Gen Y Finance Guy is an awesome website all about young person finances. I’m very grateful they shared my story when I first launched my website. Since many of you haven’t read it yet, here it is!
I’ve always looked at things a bit differently than most, somehow devoid of the fear of looking stupid by going against the crowd.
Five years ago, at the age of 25, I quit my well-paying Silicon Valley tech job and blasted out this email to everyone I knew:
Have you ever been to a wild and crazy retirement party? Well this Friday night is your chance – we are celebrating the fact that it is my last day of work and throwing an ABBA themed retirement bash.
That’s right – a party featuring all ABBA music. Gems like Dancing Queen, Take a Chance on Me, Fernando, and Waterloo (you can look forward to both the English and Swedish versions).
It was a good time, although I could tell by the 2nd hour of ABBA not everyone was as into the music as I was…

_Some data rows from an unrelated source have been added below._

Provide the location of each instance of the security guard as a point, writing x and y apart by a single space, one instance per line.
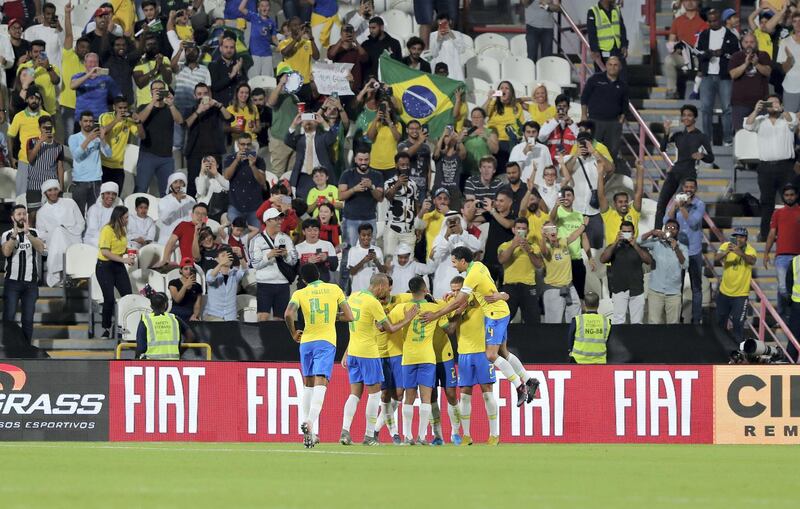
588 333
159 334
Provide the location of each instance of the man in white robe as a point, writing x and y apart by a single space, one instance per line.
59 223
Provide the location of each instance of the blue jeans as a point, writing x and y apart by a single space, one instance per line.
13 291
710 88
150 165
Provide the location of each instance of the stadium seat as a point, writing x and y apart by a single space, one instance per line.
484 68
555 69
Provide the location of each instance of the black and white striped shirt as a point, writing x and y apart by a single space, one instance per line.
22 265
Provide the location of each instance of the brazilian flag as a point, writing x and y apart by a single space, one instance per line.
425 97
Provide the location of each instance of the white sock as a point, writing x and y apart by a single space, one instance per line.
455 418
424 418
466 411
317 399
505 367
408 419
373 405
350 407
491 412
436 420
519 369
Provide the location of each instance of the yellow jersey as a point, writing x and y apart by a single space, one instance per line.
319 302
479 283
367 311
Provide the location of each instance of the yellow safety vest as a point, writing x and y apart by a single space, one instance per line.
591 335
609 31
163 336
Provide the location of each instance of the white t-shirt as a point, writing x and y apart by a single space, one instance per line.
361 280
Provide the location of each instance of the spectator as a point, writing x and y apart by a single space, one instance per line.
625 275
86 147
364 259
670 259
361 188
22 249
312 143
117 128
789 58
605 29
60 224
319 252
154 67
623 210
560 297
681 39
520 260
227 71
222 282
158 117
783 227
775 128
141 227
738 258
715 46
693 146
268 247
186 293
750 70
111 261
486 185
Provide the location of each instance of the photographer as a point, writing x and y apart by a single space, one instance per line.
775 128
625 274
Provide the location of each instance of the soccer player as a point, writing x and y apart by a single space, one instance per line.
419 359
479 282
362 358
320 303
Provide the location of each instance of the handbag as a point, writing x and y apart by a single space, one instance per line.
288 271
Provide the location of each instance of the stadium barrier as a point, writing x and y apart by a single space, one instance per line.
261 402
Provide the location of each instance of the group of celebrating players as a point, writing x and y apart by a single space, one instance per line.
399 348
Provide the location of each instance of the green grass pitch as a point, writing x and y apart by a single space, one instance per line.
192 475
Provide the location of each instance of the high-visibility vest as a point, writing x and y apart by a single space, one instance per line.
591 335
609 31
163 336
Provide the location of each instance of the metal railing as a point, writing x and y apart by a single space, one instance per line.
642 134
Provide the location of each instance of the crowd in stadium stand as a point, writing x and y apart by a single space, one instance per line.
250 182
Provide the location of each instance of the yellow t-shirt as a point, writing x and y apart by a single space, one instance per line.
246 117
367 311
521 269
558 269
70 66
499 122
736 273
41 77
26 126
479 282
319 302
120 134
384 148
300 61
612 220
109 240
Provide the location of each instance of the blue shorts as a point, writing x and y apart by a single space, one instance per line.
364 370
392 372
316 358
419 374
496 330
474 369
446 374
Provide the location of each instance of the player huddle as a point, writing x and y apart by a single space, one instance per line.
400 348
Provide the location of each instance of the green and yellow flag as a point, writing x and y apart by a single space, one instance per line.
425 97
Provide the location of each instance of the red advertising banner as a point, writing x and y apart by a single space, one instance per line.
261 402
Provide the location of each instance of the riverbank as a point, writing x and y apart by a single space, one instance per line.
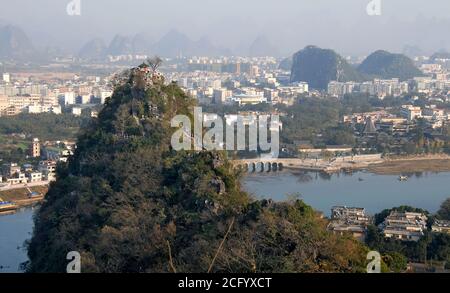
21 196
403 165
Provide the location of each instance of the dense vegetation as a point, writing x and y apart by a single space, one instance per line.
129 203
319 66
382 64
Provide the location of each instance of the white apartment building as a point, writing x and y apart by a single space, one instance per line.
411 112
69 98
405 226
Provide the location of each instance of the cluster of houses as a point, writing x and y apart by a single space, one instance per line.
403 226
14 174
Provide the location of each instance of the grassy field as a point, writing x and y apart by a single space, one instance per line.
20 196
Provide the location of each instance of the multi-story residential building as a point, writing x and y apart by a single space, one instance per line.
18 178
34 176
35 148
411 112
441 226
48 169
349 220
378 87
221 95
405 226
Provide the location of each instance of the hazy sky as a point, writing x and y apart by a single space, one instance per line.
289 24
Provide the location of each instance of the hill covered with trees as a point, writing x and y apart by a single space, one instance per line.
382 64
318 67
129 203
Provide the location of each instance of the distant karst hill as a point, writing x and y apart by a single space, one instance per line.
15 44
128 202
440 56
318 67
382 64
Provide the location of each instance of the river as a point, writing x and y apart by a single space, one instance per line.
361 189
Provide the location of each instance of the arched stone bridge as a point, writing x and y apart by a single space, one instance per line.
265 165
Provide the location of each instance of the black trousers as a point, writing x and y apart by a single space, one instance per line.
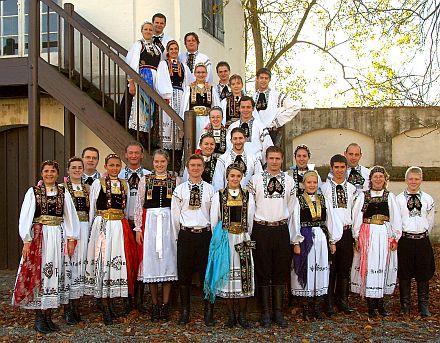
343 257
415 259
272 254
192 255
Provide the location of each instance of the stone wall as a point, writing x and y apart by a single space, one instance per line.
390 136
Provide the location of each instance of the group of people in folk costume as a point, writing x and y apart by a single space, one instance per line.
234 216
133 227
185 81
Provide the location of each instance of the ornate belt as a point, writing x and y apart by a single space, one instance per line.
83 216
235 228
49 220
200 110
266 223
415 235
111 214
195 229
377 219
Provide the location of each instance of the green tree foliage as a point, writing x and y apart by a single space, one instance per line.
385 51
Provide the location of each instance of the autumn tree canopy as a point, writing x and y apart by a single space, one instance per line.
379 52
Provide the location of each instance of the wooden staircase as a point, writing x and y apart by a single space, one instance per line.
88 76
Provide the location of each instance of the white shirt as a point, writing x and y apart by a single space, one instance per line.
417 221
200 58
257 142
273 207
164 39
394 225
344 214
94 194
216 212
334 226
253 166
70 218
365 172
125 175
180 212
280 109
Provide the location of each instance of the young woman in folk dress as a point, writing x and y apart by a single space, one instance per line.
112 264
49 227
155 235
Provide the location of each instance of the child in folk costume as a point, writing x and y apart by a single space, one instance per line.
79 191
49 228
199 96
377 227
155 235
111 256
414 252
216 129
190 208
317 231
230 272
341 195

That one action (leaving my job, not throwing an ABBA retirement party) put me on the path to financial freedom. I’m not there yet, but getting started is the hardest part. Whether you’re quitting your job, like me, applying for a credit card with no credit history or paying off a mountain of debt, the road to financial freedom is always bumpy but you have to persevere. It will be well worth it.
Today I am a small business owner in an area I’m passionate about and building a passive income through investing in out-of-state rental properties.
Where My Journey Began
Some people are born on third base and go through life thinking they hit a triple
-Barry Switzer
This quote struck me the first time I heard it. And not just because I love baseball.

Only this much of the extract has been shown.